University of Florida Levin College of Law
The University of Florida Levin College of Law introduces the importance of professionalism before students even sit in their first class. At orientation, faculty members give a one-hour presentation titled “Professionalism in the Law School Community and the Profession,” which includes hypothetical situations acted out by upper-level students as well as information regarding the evolving nature of the legal world. UF Law students continue their education in professionalism their first year by taking “Introduction to Lawyering and the Legal Profession,” “Legal Writing,” and “Appellate Advocacy.” Apart from a wide range of elective courses dealing with professionalism issues, students are also required to take “Professional Responsibility and the Legal Profession” prior to graduation. Outside the classroom, UF Law offers opportunities to participate in panel presentations and symposiums aimed at professionalism and even offers a “Professionalism Week,” which educates students on professional expectations in the legal field.

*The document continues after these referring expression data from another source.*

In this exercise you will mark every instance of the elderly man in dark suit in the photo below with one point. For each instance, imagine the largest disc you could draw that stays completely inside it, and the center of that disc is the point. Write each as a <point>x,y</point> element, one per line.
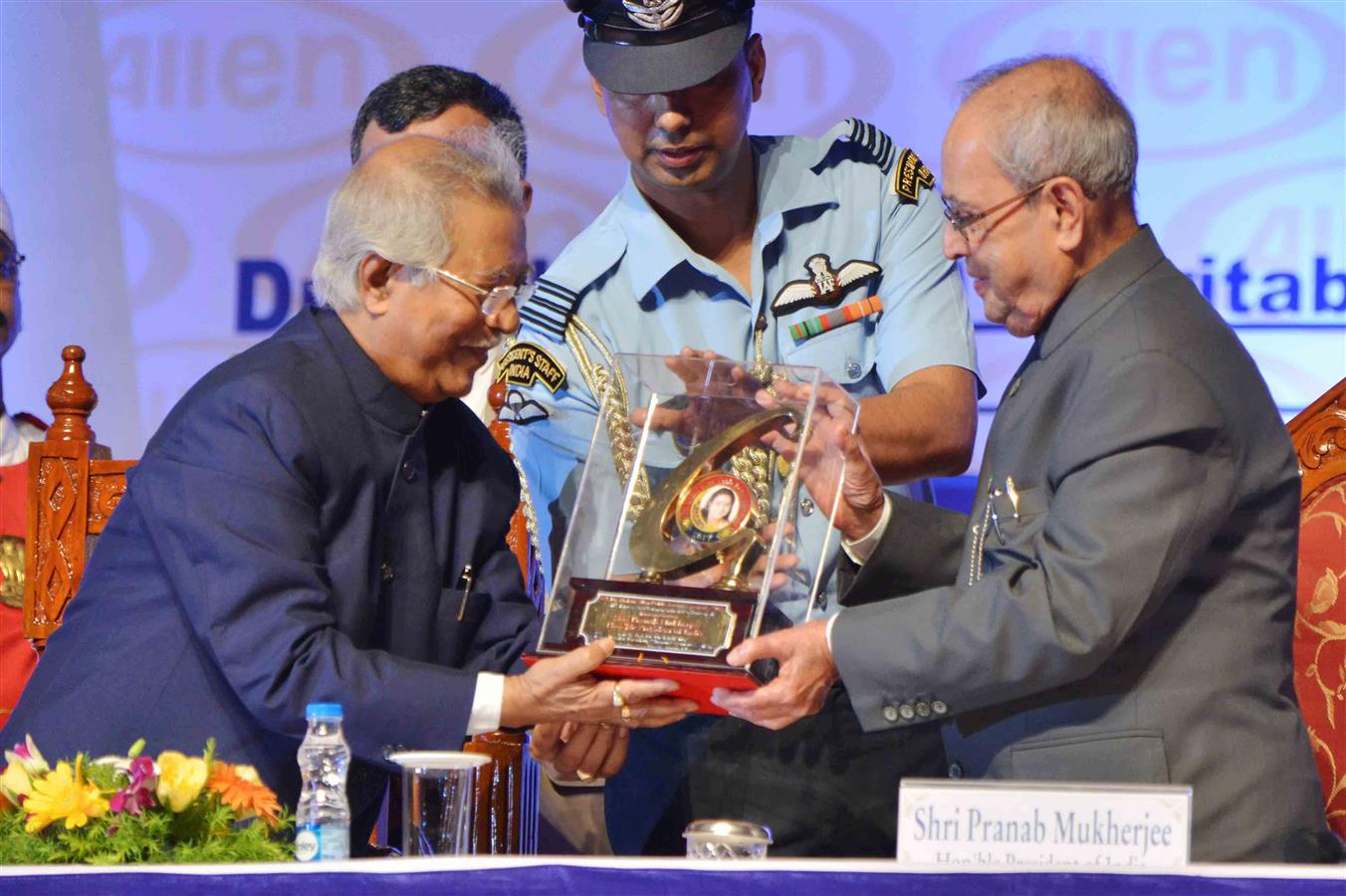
<point>1119,605</point>
<point>321,520</point>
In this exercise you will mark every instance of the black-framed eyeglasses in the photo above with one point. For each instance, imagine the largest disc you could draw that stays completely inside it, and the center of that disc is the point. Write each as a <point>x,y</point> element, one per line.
<point>963,222</point>
<point>10,257</point>
<point>496,298</point>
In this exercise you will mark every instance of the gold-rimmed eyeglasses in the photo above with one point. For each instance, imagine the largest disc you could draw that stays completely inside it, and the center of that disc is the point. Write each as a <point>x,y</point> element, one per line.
<point>963,222</point>
<point>496,298</point>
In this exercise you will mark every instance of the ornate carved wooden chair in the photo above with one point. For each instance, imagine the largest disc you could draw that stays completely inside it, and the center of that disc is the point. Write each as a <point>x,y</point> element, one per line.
<point>73,489</point>
<point>1319,436</point>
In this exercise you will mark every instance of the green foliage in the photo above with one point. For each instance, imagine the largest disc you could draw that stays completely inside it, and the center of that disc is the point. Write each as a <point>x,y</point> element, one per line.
<point>206,831</point>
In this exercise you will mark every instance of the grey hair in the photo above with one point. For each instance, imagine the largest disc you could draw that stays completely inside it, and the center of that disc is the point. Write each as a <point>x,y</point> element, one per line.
<point>1077,128</point>
<point>405,214</point>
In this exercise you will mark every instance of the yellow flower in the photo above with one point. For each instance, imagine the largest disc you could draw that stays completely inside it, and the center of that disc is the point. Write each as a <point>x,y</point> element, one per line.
<point>15,784</point>
<point>62,793</point>
<point>180,780</point>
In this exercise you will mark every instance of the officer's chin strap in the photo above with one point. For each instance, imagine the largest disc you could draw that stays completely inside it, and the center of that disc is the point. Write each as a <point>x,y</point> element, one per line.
<point>607,385</point>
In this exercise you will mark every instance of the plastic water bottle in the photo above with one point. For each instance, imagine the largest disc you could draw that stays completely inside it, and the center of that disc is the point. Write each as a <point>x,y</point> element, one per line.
<point>322,819</point>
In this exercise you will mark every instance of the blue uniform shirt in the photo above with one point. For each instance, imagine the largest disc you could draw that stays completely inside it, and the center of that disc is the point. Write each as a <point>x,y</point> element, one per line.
<point>848,196</point>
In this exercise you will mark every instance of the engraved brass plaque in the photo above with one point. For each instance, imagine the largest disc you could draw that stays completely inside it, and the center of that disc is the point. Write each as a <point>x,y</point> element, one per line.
<point>639,622</point>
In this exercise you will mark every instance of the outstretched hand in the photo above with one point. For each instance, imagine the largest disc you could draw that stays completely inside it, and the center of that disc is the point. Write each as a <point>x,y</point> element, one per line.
<point>832,440</point>
<point>798,689</point>
<point>561,689</point>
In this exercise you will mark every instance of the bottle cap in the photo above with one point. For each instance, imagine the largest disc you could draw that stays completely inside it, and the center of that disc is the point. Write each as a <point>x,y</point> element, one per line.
<point>322,711</point>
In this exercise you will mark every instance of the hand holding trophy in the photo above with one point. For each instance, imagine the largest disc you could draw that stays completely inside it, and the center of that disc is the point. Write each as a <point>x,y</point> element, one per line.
<point>723,539</point>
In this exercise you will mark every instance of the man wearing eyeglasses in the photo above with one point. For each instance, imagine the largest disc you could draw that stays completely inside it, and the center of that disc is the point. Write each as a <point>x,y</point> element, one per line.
<point>16,655</point>
<point>322,520</point>
<point>739,245</point>
<point>1119,604</point>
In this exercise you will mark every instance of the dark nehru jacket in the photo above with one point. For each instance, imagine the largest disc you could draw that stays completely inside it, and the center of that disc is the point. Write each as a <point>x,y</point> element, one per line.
<point>1119,605</point>
<point>295,532</point>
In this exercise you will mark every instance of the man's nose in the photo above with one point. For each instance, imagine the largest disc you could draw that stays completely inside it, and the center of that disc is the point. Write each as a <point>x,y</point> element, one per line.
<point>672,112</point>
<point>504,319</point>
<point>955,244</point>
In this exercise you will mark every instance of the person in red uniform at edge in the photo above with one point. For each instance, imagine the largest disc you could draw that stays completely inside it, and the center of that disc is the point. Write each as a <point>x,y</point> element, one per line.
<point>16,655</point>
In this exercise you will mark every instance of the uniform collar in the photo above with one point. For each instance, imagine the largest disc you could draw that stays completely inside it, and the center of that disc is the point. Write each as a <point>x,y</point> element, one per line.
<point>1097,288</point>
<point>785,183</point>
<point>378,395</point>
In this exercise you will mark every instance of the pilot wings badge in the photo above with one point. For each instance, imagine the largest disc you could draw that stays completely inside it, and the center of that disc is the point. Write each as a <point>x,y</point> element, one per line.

The “Joe Little Pro Bono Endowment and Professional Development Fund” allow students to be reimbursed for actual expenses they have encountered in pursuing outside opportunities in pro bono legal work and professionalism development respectively.

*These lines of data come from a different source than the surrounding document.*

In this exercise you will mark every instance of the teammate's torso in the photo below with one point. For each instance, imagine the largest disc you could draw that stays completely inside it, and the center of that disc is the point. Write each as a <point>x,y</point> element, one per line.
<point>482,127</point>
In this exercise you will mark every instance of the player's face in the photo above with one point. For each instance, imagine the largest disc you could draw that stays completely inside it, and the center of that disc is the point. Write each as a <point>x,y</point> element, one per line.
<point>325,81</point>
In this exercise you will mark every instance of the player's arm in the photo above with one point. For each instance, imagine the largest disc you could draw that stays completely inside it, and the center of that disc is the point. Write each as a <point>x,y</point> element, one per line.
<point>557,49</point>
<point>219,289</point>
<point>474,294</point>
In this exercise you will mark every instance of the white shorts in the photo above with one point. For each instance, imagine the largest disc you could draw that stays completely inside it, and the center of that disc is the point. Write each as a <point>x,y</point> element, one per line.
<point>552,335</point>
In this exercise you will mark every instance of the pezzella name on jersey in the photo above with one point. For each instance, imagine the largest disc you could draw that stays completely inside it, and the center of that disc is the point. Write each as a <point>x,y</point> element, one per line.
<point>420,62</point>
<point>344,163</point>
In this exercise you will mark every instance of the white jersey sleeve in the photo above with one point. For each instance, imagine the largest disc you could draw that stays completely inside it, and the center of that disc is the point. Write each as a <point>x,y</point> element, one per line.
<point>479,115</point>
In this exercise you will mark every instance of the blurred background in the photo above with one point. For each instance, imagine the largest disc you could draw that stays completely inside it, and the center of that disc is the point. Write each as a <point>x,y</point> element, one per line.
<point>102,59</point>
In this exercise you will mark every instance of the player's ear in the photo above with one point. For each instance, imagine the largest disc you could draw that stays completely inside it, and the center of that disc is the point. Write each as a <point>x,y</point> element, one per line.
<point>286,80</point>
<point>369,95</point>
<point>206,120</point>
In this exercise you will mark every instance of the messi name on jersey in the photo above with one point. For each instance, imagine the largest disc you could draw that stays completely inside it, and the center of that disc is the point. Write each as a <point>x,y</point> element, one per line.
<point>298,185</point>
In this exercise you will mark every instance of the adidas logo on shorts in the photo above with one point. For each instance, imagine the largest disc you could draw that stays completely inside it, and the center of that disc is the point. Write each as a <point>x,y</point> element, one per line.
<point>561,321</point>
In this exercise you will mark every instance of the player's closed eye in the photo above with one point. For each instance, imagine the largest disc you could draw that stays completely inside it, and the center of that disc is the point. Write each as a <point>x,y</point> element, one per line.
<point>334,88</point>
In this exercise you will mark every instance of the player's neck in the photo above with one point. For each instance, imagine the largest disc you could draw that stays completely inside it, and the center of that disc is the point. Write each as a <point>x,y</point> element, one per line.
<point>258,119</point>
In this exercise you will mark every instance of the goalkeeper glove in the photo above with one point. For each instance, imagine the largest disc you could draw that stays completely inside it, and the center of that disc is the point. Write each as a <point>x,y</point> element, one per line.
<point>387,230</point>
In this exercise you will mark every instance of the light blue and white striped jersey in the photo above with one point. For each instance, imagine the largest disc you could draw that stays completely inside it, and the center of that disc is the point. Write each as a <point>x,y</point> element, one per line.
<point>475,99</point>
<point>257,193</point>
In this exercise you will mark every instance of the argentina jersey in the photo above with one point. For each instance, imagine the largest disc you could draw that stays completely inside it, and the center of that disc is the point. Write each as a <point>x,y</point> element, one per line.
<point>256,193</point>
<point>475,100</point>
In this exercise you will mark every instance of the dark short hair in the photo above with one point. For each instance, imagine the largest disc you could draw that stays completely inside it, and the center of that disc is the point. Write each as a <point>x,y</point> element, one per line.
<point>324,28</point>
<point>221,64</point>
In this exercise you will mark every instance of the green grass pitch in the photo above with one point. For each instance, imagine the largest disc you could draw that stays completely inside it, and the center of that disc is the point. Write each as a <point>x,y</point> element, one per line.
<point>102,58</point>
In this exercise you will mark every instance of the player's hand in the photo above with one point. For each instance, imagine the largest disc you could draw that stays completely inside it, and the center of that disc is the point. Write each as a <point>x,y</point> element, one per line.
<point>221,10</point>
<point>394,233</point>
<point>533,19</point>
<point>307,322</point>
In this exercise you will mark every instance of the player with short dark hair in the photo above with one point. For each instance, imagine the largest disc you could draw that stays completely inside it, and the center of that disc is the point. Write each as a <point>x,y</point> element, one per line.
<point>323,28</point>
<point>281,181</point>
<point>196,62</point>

University of Miami School of Law
At orientation, Dean White emphasizes that a student’s professional life does not begin after law school but rather on their first day of law school. Students are also introduced to the honor code and expectations. The School of Law’s curriculum has a professionalism focus as well by providing “Professional Liability & Legal Malpractice,” “Professional Responsibility,” “Mindful Ethics: Professional Responsibility For Lawyers in the Digital,” “Mindfulness & Leadership,” and other classes. The School of Law also offers the Partnership for Professionalism Program, which is heralded by local judges and attorneys. The program brings a judge, three attorneys, and six students to one table to discuss civility, ethics, and professionalism. Additionally, the Professional Responsibility & Ethics Program (PREP) allows students to benefit from exploring cutting-edge ethics issues such as social media, e-discovery, and technology. In 2012, PREP was awarded the E. Smythe Gambrell Professionalism Award, which is presented to programs and projects contributing to the understanding and advancement of professionalism among lawyers, by the ABA. The Center for Ethics and Public Service is an additional program students may take part in which focuses on interdisciplinary collaboration, public-private partnership, and student mentoring and leadership training.